OCaml Program Specification for Claude
Mark Elvers
3 min read

Categories

  • opam

Tags

  • tunbury.org

I have a dataset that I would like to visualise using a static website hosted on GitHub Pages. The application that generates the dataset is still under development, which results in frequently changing data formats. Therefore, rather than writing a static website generator and needing to revise it continually, could I write a specification and have Claude create a new one each time there was a change?

Potentially, I could do this cumulatively by giving Claude the original specification and code and then the new specification, but my chosen approach is to see if Claude can create the application in one pass from the specification. I’ve also chosen to do this using Claude Sonnet’s web interface; obviously, the code I will request will be in OCaml.

I wrote a detailed 500-word specification that included the file formats involved, example directory tree layouts, and what I thought was a clear definition of the output file structure.

The resulting code wasn’t what I wanted: Claude had inlined huge swathes of HTML and was using Printf.sprintf extensively. Each file included the stylesheet as a <style>...</style>. However, the biggest problem was that Claude had chosen to write the JSON parser from scratch, and this code had numerous issues and wouldn’t even build. I directed Claude to use yojson rather than handcraft a parser.

I intended but did not state in my specification that I wanted the code to generate HTML using tyxml. I updated my specification, requesting that the code be written using tyxml, yojson, and timedesc to handle the ISO date format. I also thought of some additional functionality around extracting data from a Git repo.

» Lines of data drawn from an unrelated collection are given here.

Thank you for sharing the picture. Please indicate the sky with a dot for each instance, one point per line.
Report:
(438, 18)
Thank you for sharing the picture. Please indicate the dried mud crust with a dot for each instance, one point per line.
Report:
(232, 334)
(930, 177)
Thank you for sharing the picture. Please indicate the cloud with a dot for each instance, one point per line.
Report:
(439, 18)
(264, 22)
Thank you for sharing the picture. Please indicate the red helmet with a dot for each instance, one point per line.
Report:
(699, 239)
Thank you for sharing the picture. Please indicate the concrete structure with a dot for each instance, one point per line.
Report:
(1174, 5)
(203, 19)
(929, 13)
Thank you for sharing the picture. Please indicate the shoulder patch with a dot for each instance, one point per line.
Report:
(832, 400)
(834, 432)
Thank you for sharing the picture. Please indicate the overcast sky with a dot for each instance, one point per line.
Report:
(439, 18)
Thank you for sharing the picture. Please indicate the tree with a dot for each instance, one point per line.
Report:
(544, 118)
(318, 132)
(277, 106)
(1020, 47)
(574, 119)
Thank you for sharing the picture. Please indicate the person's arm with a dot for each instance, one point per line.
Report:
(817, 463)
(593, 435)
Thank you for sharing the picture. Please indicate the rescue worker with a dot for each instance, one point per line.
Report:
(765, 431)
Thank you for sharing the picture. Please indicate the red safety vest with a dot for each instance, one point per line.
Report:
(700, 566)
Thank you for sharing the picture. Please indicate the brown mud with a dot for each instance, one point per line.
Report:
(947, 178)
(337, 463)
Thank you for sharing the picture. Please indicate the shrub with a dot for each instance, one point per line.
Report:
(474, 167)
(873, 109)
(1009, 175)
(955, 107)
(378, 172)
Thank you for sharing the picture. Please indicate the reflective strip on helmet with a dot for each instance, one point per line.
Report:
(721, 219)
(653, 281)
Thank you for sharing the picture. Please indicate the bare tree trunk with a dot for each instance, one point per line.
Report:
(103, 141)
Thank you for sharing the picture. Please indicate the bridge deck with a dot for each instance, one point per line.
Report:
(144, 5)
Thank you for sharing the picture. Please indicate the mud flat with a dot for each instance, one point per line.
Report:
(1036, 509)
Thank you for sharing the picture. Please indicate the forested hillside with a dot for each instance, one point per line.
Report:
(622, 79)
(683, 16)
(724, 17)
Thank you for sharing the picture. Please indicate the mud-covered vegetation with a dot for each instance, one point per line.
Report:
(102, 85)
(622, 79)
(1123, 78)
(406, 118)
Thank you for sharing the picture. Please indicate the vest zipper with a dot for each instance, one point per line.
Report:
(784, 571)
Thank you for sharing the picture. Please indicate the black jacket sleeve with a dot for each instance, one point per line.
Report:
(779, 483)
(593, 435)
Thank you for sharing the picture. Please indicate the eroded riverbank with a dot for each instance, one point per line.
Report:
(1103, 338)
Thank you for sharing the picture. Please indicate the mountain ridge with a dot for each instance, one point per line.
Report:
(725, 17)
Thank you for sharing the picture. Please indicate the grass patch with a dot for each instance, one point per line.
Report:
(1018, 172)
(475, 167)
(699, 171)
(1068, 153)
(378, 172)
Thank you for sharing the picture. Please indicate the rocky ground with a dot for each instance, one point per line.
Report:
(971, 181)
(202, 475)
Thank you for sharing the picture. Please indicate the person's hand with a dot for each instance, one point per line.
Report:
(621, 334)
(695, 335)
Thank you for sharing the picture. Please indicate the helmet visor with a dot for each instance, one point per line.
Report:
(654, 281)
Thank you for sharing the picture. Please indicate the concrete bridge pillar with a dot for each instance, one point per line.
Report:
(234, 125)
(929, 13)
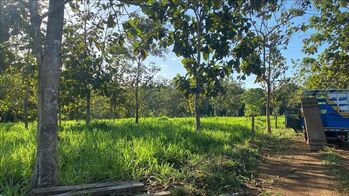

Round 2 - Possibly a step backwards as Claude struggled to find the appropriate functions in the timedesc library to parse and sort dates. There were also some issues extracting data using git. I have to take responsibility here as I gave the example command as git show --date=iso-strict ce03608b4ba656c052ef5e868cf34b9e86d02aac -C /path/to/repo, but git requires the -C /path/to/repo to precede the show command. However, the fact that my example had overwritten Claude’s knowledge was potentially interesting. Could I use this to seed facts I knew Claude would need?

Claude still wasn’t creating a separate stylesheet.css.

Round 3 - This time, I gave examples on how to use the timedesc library, i.e.

To use the timedesc library, we can call Timedesc.of_iso8601 to convert the Git ISO strict output to a Timedesc object and then compare it with compare (Timedesc.to_timestamp_float_s b.date) (Timedesc.to_timestamp_float_s a.date).

Also, in addition to stating that all the styles should be shared in a common stylesheet.css, I gave a file tree of the expected output, including the stylesheet.css.

Claude now correctly used the timedesc library and tried to write a stylesheet. However, Claude had hallucinated a css and css_rule function in tyxml to do this, where none exists. Furthermore, adding the link to the stylesheet was causing problems as link had multiple definitions in scope and needed to be explicitly referenced as Tyxml.Html.link. Claude’s style was to open everything at the beginning of the file:

open Yojson.Safe
open Yojson.Safe.Util
open Tyxml.Html
open Printf 
open Unix 

The compiler picked Unix.link rather than Tyxml.Html.link:

File "ci_generator.ml", line 347, characters 18-33:
347 |         link ~rel:[ `Stylesheet ] ~href:"/stylesheet.css" ();
                        ^^^^^^^^^^^^^^^
Error: The function applied to this argument has type
         ?follow:bool -> string -> unit
This argument cannot be applied with label ~rel

Stylistically, please can we only open things in functions where they are used: let foo () = let open Tyxml.Html in .... This will avoid global opens at the top of the file and avoid any confusion where libraries have functions with the same name, e.g., Unix.link and TyXml.Html.link.

Furthermore, I had two JSON files in my input, each with the field name. Claude converted these into OCaml types; however, when referencing these later as function parameters, the compiler frequently picks the wrong one. This can be fixed by adding a specific type to the function parameter let f (t:foo) = .... I’ve cheated here and renamed the field in one of the JSON files.

type foo = {
  name : string;
  x : string;
}

type bar = {
  name : string;
  y : string;
}

Claude chose to extract the data from the Git repo using git show --pretty=format:'%H|%ai|%s', this ignores the --date=iso-strict directive. The correct format should be %aI. I updated my guidance on the use of git show.

My specification now comes in just under 1000 words. From that single specification document, Claude produces a valid OCaml program on the first try, which builds the static site as per my design. wc -l shows me there are 662 lines of code.

It’s amusing to run it more than once to see the variations in styling!